But it's all a big lie, swallowed whole by union-bashing pundits even in The New York Times. One example of the lie: the $70 figure comes in part from measuring all health benefits and pensions paid to 450,000 UAW retirees and their families. In truth, as Mark Brenner, the co-director of Labor Notes, points out in an insightful op-ed and in an interview with me:

The only place where pundits, politicians and Big Three executives seem to agree is that autoworkers will have to make do with less or kiss their jobs goodbye. But imposing more pain on rank-and-file autoworkers can't solve Detroit's problems. Automakers have already wrung billions in concessions out of the United Autoworkers over the last three years, and even if union workers agreed to work for free it would only shave 5 percent off the cost of their cars.

Let's repeat that point: if the autoworkers worked for no salary at all, it would cut just 5 percent off the cost of their cars.

 

Last week, Jonathan Cohn of the New Republic and Brenner offered a clear-eyed assessment of what's gone wrong in the auto industry and what needs to be done on the radio show I co-host, the "D'Antoni and Levine Show," in part by challenging the myths and lies aimed at the UAW.

The smears and distortions continued this past Sunday. On Meet the Press, Chuck Todd falsely claimed (at the 4:40 minute mark) that the UAW should have been on Capitol Hill this past week, too. In fact, UAW's president Ron Gettlefinger testified at both panels with the auto executives. That's a small example of the distortions and outright lies that have spread about the union this past week, paving the way for undermining worker's rights by blocking the proposed Employee Free Choice Act that promotes a fair playing field for union organizing. (One key myth: workers are denied a secret ballot. In fact, workers are free to choose having a secret-ballot election, rather than a majority vote card-check, if they want. But the current system is rigged against workers.)

Of course, most of the Big Three leadership, especially at GM, deserves to be fired. Paul Ingrasia of The Wall Street Journal, a Pulitzer Prize-winner for covering the auto industry, is skeptical about a bailout, but he points out:

 

Let's assume that the powers in Washington -- the Bush team now, the Obama team soon -- deem GM too big to let fail. If so, it's also too big to be entrusted to the same people who have led it to its current, perilous state, and who are too tied to the past to create a different future.

 

In return for any direct government aid, the board and the management should go. Shareholders should lose their paltry remaining equity. And a government-appointed receiver -- someone hard-nosed and nonpolitical -- should have broad power to revamp GM with a viable business plan and return it to a private operation as soon as possible.

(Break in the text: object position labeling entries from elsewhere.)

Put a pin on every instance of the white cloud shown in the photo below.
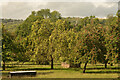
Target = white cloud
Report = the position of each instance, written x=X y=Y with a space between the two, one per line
x=21 y=10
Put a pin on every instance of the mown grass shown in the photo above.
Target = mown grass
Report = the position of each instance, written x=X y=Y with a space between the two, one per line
x=44 y=71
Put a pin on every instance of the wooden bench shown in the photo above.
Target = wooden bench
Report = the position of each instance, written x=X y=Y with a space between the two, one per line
x=21 y=73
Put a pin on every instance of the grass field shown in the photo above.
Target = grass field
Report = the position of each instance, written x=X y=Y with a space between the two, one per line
x=43 y=71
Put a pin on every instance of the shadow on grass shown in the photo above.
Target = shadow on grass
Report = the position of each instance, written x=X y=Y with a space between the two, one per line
x=103 y=68
x=103 y=72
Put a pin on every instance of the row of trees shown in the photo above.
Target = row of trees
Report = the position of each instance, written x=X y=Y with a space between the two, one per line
x=47 y=37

If we let the industry fail, as many as three million workers with direct and indirect ties to the auto industry could lose their jobs.

But before the auto industry gets a bail-out, we have to clearly look at the realities underlying the current crisis, and, today, after billions of dollars in concessions, it's simply wrong to blame the UAW for the auto industry's ills. In the smartest new article on the auto industry, the savvy Jonathan Cohn points out:

But what's missing in the tsk-tsk editorials is any recognition that the culture of Detroit has been changing, however belatedly, starting with its labor relations. Ford led the way years ago by reaching site-specific "competitive operating agreements" with locals at different plants, rather than sticking to one national agreement, thereby enabling it loosen work rules and engage in the sort of collaborative quality management on which industry leader Toyota made its reputation. Then, last year, the UAW reached a breakthrough agreement in which it granted the companies similar flexibility, agreed to a two-tier wage structure for new hires, and set up a separate trust fund to finance future retiree health benefits. The companies would provide the initial money for this trust, but, henceforth, the unions would manage it--thereby taking off the companies' books a tremendous burden that had, on its own, accounted for about half the gap in compensation between unionized workers for the Big Three and non-unionized workers for foreign-owned automakers. "I think they've shown unprecedented ability to change and transform the union," says Kristin Dziczek, who directs CAR's Automotive Labor and Education program. "They understand what is at stake."